不動産の取引では、土地の境界線を正確に把握することが、トラブルのない取引の重要なポイントのひとつでしょう。
そこで今回は、境界石・鋲について、その種類や見るポイントなどについて紹介していきます。
境界石とは
境界石とは、隣接する土地の境界がどのラインにあるかを示している標識です。「石」と言われていますが、実際にはコンクリートや金属、プラスチックなどで鋲の場合もあります。
土地の測量をした「土地家屋調査士」が設置の手続きを行っており、土地を所有している人にとって、測量図と境界石の存在は、土地取引をする上で非常に重要なものになっています。
基本としては、隣地と接する全てのポイント地点にあり、道路と土地の境界にも設けられています。
境界石の役割
境界石は、隣地との境界を視覚的に「明確化」しているものであり、所有者のみならず、第三者にも認識できるものです。そのため、「境界はこの辺りだったと思う」という曖昧な判断をすることなく認識できます。
もし境界石がなかったら、塀がないような土地の場合、正直どのあたりが境界だったのかが、長い年月でわからなくなってしまう恐れがあるでしょう。境界石は、土地のトラブルを防ぐ意味でも重要な役割を担っているのです。
境界石の種類
境界石は、境界となるポイント地点や杭・鋲の素材によって次のような図柄の種類があります。
・●印
木杭が境界石となっているときに使われることがあります。四角の木杭の中央あるいは端に●印があり、●が境界地点を示しています。
・矢印
垂直や45度などで境界ポイントを示しています。道路との境界などで目にする機会が多いのではないでしょうか。
・十字
境界石の中央で十字に表記されています。隣地との境界ポイントで多く使われています。十字になっていることで、同時に4つの土地の境界ポイントを示すことができます。
・T字
境界石の片側に向けてTの字のように表記されています。T字になっていることで、道路と隣地など3つの土地の境界ポイントを示すことができます。
■境界石を見るポイント
ここからは、境界石を見るポイントについて確認していきましょう。
境界石は正しい位置にあるか
境界石が正しい位置にあるか、現地で測量図と照らし合わせながら確認する必要があります。なぜなら、境界付近の工事をしたり、車両にふまれるなどで、まれに境界石が「無くなっている、移動している」というケースがあるためです。確認すべきポイントをしっかりと見ておきましょう。

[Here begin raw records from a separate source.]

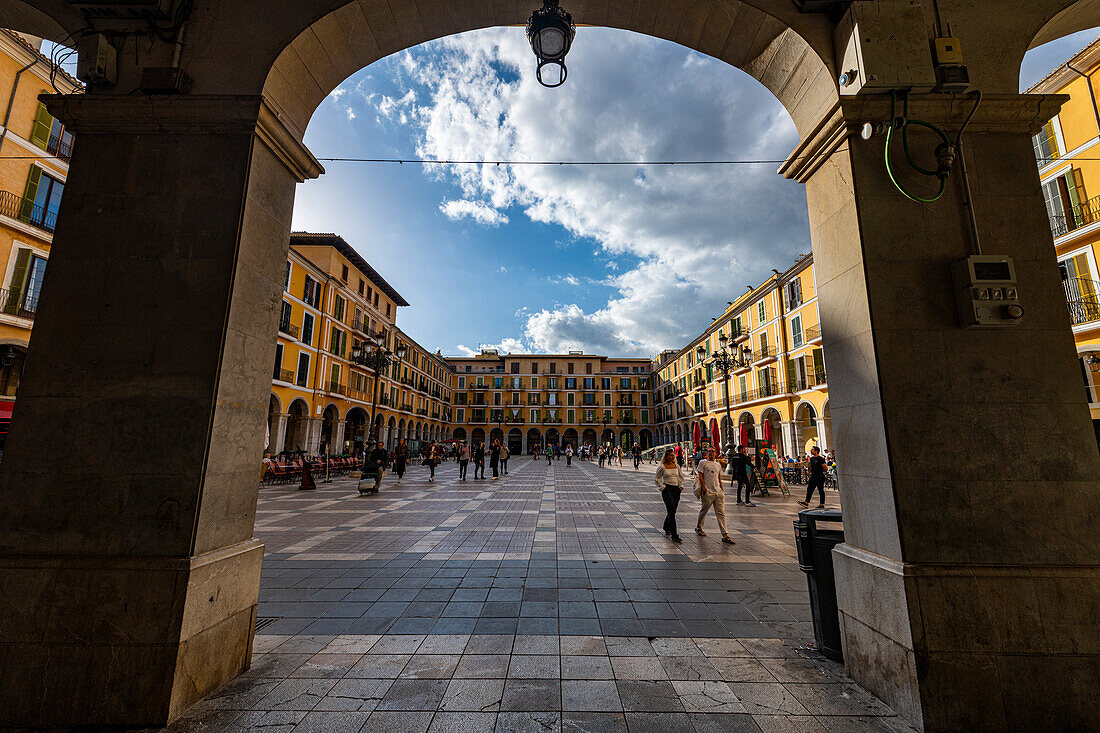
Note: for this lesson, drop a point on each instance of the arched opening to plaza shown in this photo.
(919, 402)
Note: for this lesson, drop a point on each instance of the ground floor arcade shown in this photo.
(548, 601)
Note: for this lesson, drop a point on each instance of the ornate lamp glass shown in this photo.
(550, 31)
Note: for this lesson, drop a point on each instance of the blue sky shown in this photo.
(617, 261)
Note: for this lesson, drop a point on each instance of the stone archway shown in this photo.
(534, 439)
(297, 427)
(254, 93)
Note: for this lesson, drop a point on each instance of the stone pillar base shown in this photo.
(972, 647)
(80, 635)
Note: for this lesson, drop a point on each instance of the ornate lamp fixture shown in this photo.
(550, 31)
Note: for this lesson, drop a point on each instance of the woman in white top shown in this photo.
(670, 480)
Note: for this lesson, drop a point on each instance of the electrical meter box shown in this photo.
(986, 291)
(880, 50)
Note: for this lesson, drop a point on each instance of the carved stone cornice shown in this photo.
(1024, 113)
(186, 115)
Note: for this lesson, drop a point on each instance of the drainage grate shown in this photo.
(264, 623)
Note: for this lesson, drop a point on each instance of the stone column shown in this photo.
(278, 438)
(128, 489)
(968, 583)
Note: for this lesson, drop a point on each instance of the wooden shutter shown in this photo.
(18, 282)
(818, 365)
(33, 178)
(43, 123)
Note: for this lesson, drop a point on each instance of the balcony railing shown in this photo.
(1081, 215)
(1084, 299)
(767, 352)
(14, 303)
(798, 383)
(61, 148)
(17, 207)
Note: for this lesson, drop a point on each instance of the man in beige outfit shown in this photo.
(708, 478)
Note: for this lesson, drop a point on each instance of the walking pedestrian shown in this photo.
(494, 459)
(463, 460)
(479, 459)
(708, 488)
(400, 459)
(816, 478)
(670, 480)
(743, 473)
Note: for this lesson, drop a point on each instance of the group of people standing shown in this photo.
(708, 487)
(497, 457)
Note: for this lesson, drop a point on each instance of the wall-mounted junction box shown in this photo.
(986, 291)
(881, 52)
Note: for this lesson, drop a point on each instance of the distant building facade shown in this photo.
(34, 155)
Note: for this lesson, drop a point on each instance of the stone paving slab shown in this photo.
(549, 600)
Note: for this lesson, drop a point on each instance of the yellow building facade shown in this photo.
(321, 400)
(1067, 152)
(34, 154)
(552, 400)
(778, 393)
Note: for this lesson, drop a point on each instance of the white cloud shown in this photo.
(680, 241)
(480, 211)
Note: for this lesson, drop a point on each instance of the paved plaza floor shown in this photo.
(547, 601)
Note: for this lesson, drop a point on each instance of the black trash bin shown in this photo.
(815, 558)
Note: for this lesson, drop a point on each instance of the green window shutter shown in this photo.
(818, 365)
(43, 122)
(18, 282)
(33, 178)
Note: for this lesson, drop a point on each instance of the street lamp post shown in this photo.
(727, 361)
(372, 354)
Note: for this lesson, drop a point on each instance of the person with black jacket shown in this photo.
(816, 478)
(743, 471)
(375, 462)
(479, 459)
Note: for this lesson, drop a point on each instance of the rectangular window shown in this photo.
(303, 379)
(307, 329)
(1046, 144)
(794, 294)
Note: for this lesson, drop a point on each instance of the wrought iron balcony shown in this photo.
(1084, 299)
(17, 207)
(1078, 216)
(14, 303)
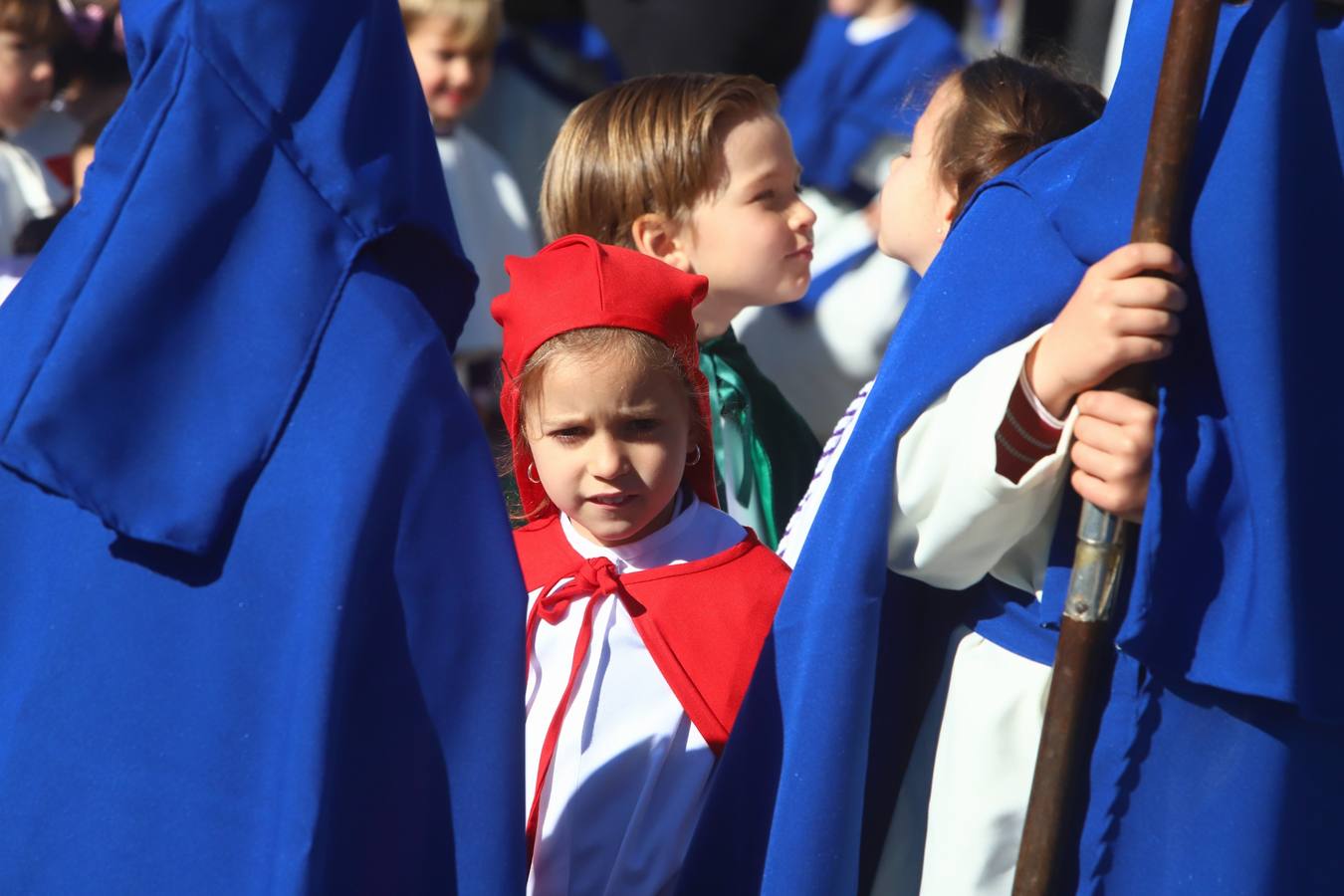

また、境界石は「石」という概念が強すぎて、「鋲」が境界ポイントにあっても気が付かないことがあります。「境界石がない」と思ったときは、別の素材のものや埋もれている可能性がないかも考慮しましょう。
境界石がはっきり読み取れるか
境界石に表記されているポイント地点のマークが、はっきりと読み取れる状態であるか、必ず確認しましょう。境界石や鋲などのポイント表記は、年数が経つと薄く劣化することがありますので、しっかりと確認しておきたいですね。
境界石の見分け方!気を付けるべき3つのポイント
最後に、境界石を確認するときには、どのようなことに気をつけるべきか、ポイントをお伝えします。
①境界確認は立ち合いする
土地の売買をするときに、一般的には境界確認を行いますが、境界確認は必ず隣地の所有者と立ち合って行います。たとえ境界石があったとしても、「お互いその位置で相違ないですね」という了承が必要です。こちらを疎かにすると、後々「この境界は納得できない」などとトラブルになるケースもありますので、必須事項です。
②境界と塀の位置関係
境界位置に、ブロック塀や木塀などが建っているときは、塀の基礎・土台(土に埋まっている部分)の位置に注意しましょう。特にブロック塀の基礎はブロックよりも大きめに造られていることが多く、外に出ている塀よりも基礎が隣地に越境しているケースも少なくありません。
また、隣地同士でお金を出し合い、境界の真ん中にブロック塀を施工していることもあります。境界石の位置と塀の位置関係がどのようになっているか、しっかりと見ておきます。
③境界付近の付属建物等について
境界付近の付属建物・植栽等がある場合、隣に越境していないかなど確認をします。たとえば、境界ギリギリの場所に物置を置いてあることがあります。この場合、物置の屋根の高勾配は注意しなければなりません。屋根の勾配が隣地側に下がっていて、境界ギリギリの場合、雨や雪は隣地に流れてしまいます。また、植栽の枝も不用意に越境していると、望ましくありません。境界石よりも超えることは、建物以外でも気を配る必要があるのです。
まとめ
今回は、不動産取引ではとても重要になる境界石について、境界石の概要や見るポイントなどについてお伝えしました。実務では、境界石があったとしてもトラブルがまったくないというわけではありません。しかし、境界石を基に隣地所有者としっかり確認しながら、手順通りに進めていくことで、スムーズに手続きを行うことが出来るでしょう。